Muito se especula sobre os motivos que fizeram a novela “Salve
Jorge”, de Glória Perez, derrubar a audiência do horário das 21h.
Fala-se muito do efeito “Avenida Brasil”, que deixou “órfãos” do
conflito de Carminha (Adriana Esteves) e Nina (Débora Falabella). Também
culpou-se o horário de verão, o horário eleitoral e a temática repetida
desde “O Clone” e “Caminho das Índias”.
Em entrevista à colunista Mônica Bergamo nesta quinta (29),
Glória justificou os índices baixos que sua história tem alcançado por
conta do preconceito social que os brasileiros teriam contra pessoas que
vivem no morro do Alemão, principal locação da trama.
Em parte é
verdade, mas o problema de “Salve Jorge” parece ser mais de narrativa
que de tema.
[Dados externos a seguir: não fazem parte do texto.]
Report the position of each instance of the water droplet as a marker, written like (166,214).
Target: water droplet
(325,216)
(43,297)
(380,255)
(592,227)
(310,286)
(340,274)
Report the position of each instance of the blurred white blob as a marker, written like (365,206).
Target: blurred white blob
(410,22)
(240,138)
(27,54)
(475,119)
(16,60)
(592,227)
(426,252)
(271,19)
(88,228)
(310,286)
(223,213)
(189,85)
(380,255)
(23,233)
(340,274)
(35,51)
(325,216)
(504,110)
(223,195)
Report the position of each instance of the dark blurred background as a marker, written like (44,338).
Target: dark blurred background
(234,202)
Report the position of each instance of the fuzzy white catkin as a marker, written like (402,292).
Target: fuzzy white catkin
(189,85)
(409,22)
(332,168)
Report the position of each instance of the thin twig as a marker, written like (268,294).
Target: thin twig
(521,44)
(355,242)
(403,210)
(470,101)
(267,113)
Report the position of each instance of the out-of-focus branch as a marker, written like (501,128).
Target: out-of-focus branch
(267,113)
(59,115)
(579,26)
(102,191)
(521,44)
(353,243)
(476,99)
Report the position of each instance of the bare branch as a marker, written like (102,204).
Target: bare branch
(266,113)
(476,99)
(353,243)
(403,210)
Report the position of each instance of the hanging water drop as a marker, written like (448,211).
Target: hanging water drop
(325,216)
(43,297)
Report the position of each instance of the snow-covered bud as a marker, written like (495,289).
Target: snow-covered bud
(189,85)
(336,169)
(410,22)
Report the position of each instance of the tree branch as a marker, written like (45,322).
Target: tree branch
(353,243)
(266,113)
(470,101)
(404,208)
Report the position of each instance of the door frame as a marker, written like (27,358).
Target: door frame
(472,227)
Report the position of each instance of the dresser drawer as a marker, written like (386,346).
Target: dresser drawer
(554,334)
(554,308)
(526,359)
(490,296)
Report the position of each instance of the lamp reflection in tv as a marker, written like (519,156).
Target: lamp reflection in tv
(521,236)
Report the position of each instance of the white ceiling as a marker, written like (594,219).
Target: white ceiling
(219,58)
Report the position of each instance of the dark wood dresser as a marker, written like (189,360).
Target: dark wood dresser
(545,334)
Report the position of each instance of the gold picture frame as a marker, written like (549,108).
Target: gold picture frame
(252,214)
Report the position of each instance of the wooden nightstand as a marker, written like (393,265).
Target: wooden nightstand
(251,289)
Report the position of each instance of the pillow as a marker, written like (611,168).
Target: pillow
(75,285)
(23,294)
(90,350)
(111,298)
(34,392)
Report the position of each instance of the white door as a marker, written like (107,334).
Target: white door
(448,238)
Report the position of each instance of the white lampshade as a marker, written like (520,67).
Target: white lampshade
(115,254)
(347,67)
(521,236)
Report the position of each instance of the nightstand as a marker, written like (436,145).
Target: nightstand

Fosse assim, filmes como “Cidade de Deus” e “Tropa de
Elite” não seriam campeões de bilheteria e novelas como “Vidas em Jogo”,
da Record, não teriam alcançado altos índices de audiência na
concorrência.
Em sua primeira cena, “Salve Jorge” parecia que ia
embarcar em uma tendência bastante comum nos seriados americanos e que o
autor João Emanuel Carneiro aplicou, com erros e acertos, em “Avenida
Brasil”: a narrativa fragmentada, que mostra concomitantemente fatos
ocorridos no passado e no presente.
“Lost” segurou seu público
assim, “Revenge” idem, “American Horror Story” idem. Quando o
telespectador vê Morena (Nanda Costa) sendo vendida e, logo após,
fugindo, cria-se uma expectativa pelo destino da heroína, especialmente
após o corte e o retorno aos meses que precedem aquele fato.
No
entanto, logo após esse pequeno salto no tempo, a narrativa volta a ser
convencional e arrastada (especialmente pelo excesso de tramas e
personagens). O telespectador se entedia com a repetição da fórmula país
exótico, dancinha, bordão, marketing social, e o primeiro momento de
empatia se dissolve.
Isso porque a forma de leitura do espectador
mudou desde que a leitura fragmentada proporcionada pela internet
subverteu o modelo vigente de narrativa linear. Ninguém mais tem
paciência para prólogos intermináveis que, após cem capítulos, chegarão a
parte da conclusão. As pessoas querem ver e ouvir histórias que façam
sentido em meio à desconexão de ideias, porque é assim que percebem a
vida atualmente.
Além desse aspecto, fragmentar a história em dois
tempos proporciona ao autor uma maior facilidade em criar ganchos e
trazer fatos novos ao público, o que, por sua vez, dá dinâmica ao
desenrolar da trama.
Quem provavelmente sofrerá do mesmo mal de
Glória Perez será o autor Manoel Carlos, o segundo na fila das 21h. Mais
uma vez sua protagonista será uma Helena que provavelmente vive no
Leblon e que certamente terá os momentos mais prosaicos de sua vida,
como cafés da manhã intermináveis, levados ao público. Em um mundo de
hypertexto, quem ainda tem paciência para acompanhar uma narrativa
linear? Só se ela for cheia de efeitos especiais, explosões, tecnologia
3D e outros elementos que, sabemos, a novela das 21h ainda não oferece.